Under section 3(1) of the Unfair Terms in Consumer regulations 1999 the law states that a consumer is:
‘Any natural person who, in contracts covered by these regulations, is acting for the purposes which are outside his trade, business or profession’.
This definition exclusively limits a consumer to an individual; this will exclude all companies and businesses from being protected under this law as a consumer.
The definition of a ‘seller or supplier’
Section 3 of the regulations state;
‘A seller or supplier means any natural or legal person who, in contracts covered by the regulations, is acting for the purposes relating to his trade, business or profession, whether publicly or privately owned’.
What are terms not individually negotiated?
The 1999 regulations will apply to all terms in the contract between a consumer and seller or supplier which has not been individually negotiated.
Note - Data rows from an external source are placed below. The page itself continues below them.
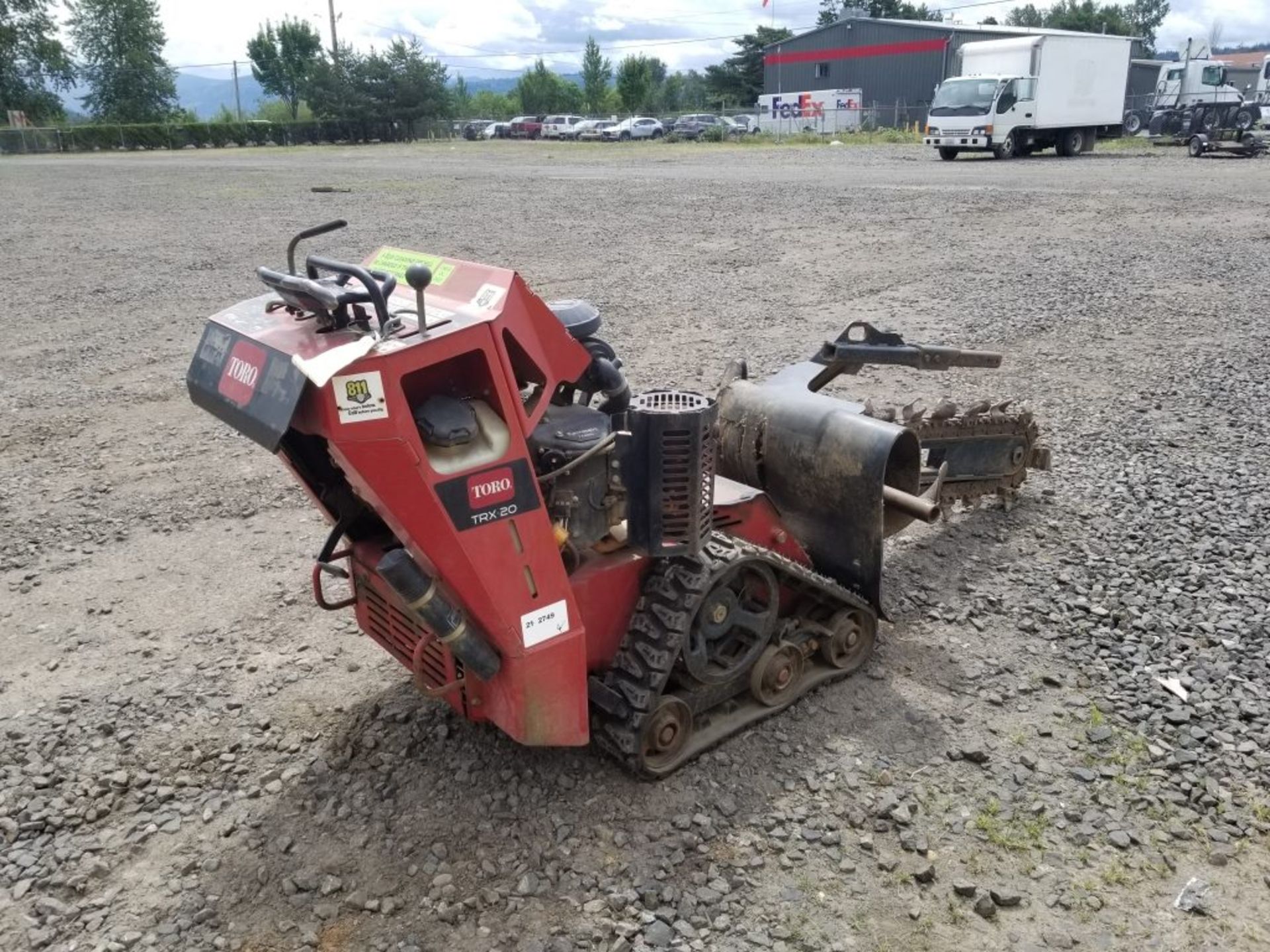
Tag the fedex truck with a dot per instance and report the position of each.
(818, 111)
(1019, 95)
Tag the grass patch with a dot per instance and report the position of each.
(1014, 833)
(1115, 875)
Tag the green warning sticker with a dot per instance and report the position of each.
(396, 260)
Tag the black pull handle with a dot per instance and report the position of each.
(308, 234)
(378, 294)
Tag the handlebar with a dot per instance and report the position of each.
(379, 285)
(308, 234)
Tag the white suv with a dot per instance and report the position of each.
(559, 126)
(635, 127)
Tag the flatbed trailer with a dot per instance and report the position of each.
(1245, 145)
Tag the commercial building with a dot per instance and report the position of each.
(894, 63)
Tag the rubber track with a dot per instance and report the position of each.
(673, 592)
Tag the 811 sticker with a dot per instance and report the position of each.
(487, 298)
(544, 623)
(360, 397)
Terms which are not individually negotiated will usually be the standard terms of a particular type of contract. These will be already written out in basic form on a standard contract and have not been negotiated to fit the requirements of the individuals which are parties to the contract.
The burden of proving that a term was individually negotiated so that protection is not available under the 1999 regulations lies with the seller and supplier that are arguing that it was individually negotiated.
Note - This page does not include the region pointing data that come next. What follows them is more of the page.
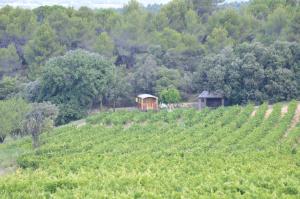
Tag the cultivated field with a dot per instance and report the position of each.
(231, 152)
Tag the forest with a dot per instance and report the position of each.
(79, 59)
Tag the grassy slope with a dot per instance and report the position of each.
(224, 153)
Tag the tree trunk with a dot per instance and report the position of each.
(114, 106)
(101, 104)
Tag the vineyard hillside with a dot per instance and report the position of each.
(229, 152)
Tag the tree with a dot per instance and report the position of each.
(8, 87)
(218, 39)
(40, 118)
(43, 46)
(170, 95)
(119, 87)
(75, 82)
(104, 45)
(9, 60)
(12, 113)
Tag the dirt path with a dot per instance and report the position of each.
(284, 110)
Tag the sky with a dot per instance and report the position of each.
(79, 3)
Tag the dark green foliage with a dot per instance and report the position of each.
(251, 53)
(75, 82)
(8, 87)
(169, 95)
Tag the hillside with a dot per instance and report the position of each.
(224, 153)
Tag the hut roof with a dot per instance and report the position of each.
(144, 96)
(207, 94)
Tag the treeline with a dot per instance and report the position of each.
(250, 53)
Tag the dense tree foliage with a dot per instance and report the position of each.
(249, 52)
(75, 82)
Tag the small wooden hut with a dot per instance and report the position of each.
(147, 102)
(210, 99)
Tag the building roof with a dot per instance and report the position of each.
(207, 94)
(143, 96)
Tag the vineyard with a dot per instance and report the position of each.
(229, 152)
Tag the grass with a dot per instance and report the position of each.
(222, 153)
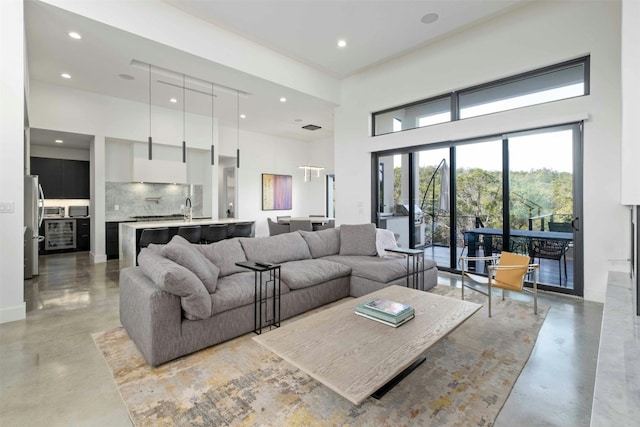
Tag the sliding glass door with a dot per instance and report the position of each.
(518, 192)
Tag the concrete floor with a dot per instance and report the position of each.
(52, 374)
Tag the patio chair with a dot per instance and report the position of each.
(550, 249)
(506, 271)
(275, 228)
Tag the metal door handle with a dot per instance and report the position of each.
(575, 221)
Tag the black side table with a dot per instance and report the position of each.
(261, 294)
(415, 259)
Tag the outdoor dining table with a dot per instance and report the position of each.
(472, 235)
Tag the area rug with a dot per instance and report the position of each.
(465, 380)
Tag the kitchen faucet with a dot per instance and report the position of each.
(187, 209)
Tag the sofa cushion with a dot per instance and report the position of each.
(323, 242)
(184, 253)
(224, 254)
(310, 272)
(378, 269)
(278, 249)
(358, 239)
(237, 290)
(385, 239)
(175, 279)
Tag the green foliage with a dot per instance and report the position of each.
(533, 194)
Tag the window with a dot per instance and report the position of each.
(424, 113)
(545, 86)
(560, 81)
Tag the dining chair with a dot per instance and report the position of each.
(506, 271)
(215, 233)
(302, 225)
(550, 249)
(242, 229)
(275, 228)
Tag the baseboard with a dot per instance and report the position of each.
(97, 259)
(11, 314)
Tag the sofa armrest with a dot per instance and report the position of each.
(151, 316)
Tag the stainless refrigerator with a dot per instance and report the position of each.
(33, 213)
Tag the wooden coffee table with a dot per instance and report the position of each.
(355, 356)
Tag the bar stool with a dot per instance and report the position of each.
(193, 233)
(153, 235)
(215, 233)
(242, 229)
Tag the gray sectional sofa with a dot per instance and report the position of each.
(185, 297)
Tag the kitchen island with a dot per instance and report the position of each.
(129, 234)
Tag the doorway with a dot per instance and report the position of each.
(519, 192)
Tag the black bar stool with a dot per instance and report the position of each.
(153, 235)
(193, 233)
(242, 229)
(215, 233)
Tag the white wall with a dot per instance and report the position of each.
(151, 19)
(12, 69)
(260, 153)
(539, 34)
(62, 109)
(630, 102)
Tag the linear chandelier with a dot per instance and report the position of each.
(308, 169)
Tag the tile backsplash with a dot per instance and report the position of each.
(137, 199)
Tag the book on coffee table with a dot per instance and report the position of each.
(377, 319)
(388, 311)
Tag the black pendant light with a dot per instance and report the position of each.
(213, 155)
(150, 139)
(184, 102)
(238, 130)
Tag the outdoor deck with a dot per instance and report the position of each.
(547, 275)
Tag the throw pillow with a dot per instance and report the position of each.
(177, 280)
(322, 243)
(358, 239)
(224, 254)
(184, 253)
(277, 249)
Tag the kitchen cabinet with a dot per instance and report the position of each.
(61, 178)
(112, 240)
(83, 234)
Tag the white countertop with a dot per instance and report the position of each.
(180, 223)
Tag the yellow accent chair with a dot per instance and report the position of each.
(506, 271)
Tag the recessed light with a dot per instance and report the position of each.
(430, 18)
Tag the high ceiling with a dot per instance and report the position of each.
(305, 30)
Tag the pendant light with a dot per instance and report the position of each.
(184, 102)
(150, 139)
(238, 129)
(213, 155)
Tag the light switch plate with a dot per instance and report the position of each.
(7, 207)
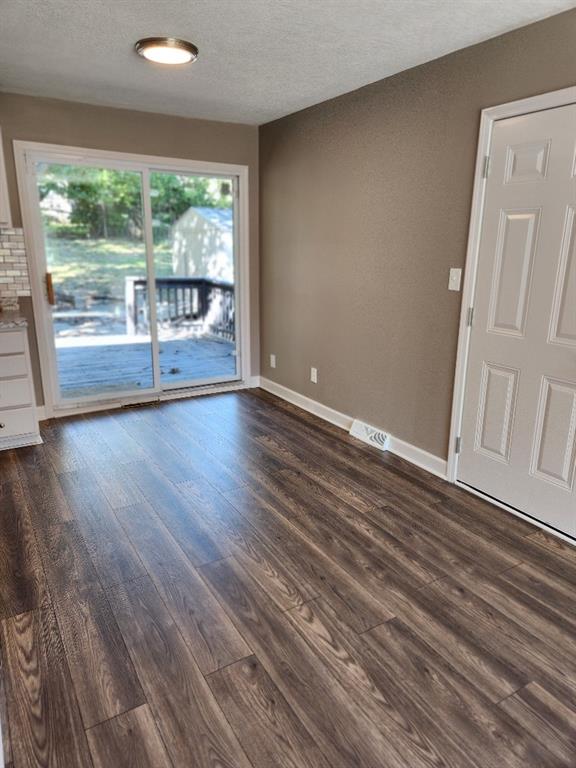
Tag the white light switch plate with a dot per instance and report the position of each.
(455, 279)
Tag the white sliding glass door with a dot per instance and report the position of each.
(137, 272)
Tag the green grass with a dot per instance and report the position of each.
(100, 266)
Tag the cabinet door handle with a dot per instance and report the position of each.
(50, 289)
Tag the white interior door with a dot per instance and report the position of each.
(519, 421)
A term shall always be regarded as being individually negotiated where it has been pre-drafted in advance of the contract being created, and therefore the parties to the contract have no say in whether they agree or disagree with the term.
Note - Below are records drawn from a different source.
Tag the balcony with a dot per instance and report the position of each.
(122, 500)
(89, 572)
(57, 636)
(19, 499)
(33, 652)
The ‘Core exclusions’ of the rule
Under the 1999 regulations the fairness test is only applied to what is known as the subsidiary terms of the contract, however, the fairness test will also apply to other terms which are not in plain intelligible English.
This is because the core terms of a contract cannot form the subject matter of the fairness test if they are worded in intelligible English.
What are the core terms?
The core terms of the contract are usually the terms that both parties have knowledge and understanding of and therefore require very little regulating. This is providing the parties to the contract have hidden in difficult language any clauses or exemption clauses.
According to the regulations a term is unfair if it causes any of the parties to suffer a significant unbalance of rights and responsibilities arising under the contract.
The unfairness of a term will be assessed taking into account all the relevant circumstances at the time the contract has been negotiated.
The assessment of the term will consider the nature of the goods or services provided through the contract, and will refer to them at the time the contract was concluded.
How do the courts assess an unfair term?
When a term looks in itself as an unfair term then the first point of call to consider is:
Whether the term is potentially detrimental to the supplier to be included in the contract?
In a case involving cancellation rights of the supplier, then we would regard this as a fair term providing that the consumer has equally extensive rights in relation to cancellations.
The Requirement of good faith
The requirement of good faith basically means that the contract should be created in a course of fair and open dealings.
Openness requires that the all the terms of the contract are to be expressly stated and known, written in clear, legible terms and that there are no hidden traps or clauses that either party have no knowledge of.
Fair dealings requires that a supplier or seller should not, whether deliberately, or as a result of an unconscious decision, take advantage of the consumers position, lack of experience or unfamiliarity with this type of contractual dealings. The seller or supplier should not take advantage of the consumer weak bargaining position and use their authority as a weapon against the creation of a fair contract.
Plain intelligible language- Interpreting the terms
To determine whether or not a term is worded in plain, intelligible language, it must be asked to whom the term needs to be expressed to in plain intelligible language.
The office of fair trading has answered this question by stating:
‘What is required is that the terms should be intelligible to ordinary member of the public’.
It is the responsibility of the seller or supplier to ensure that any written terms of the contract are expressed in plain, intelligible language.
If there is any doubt regarding the meaning of any terms, then the interpretation which is most favourable by the consumer shall prevail.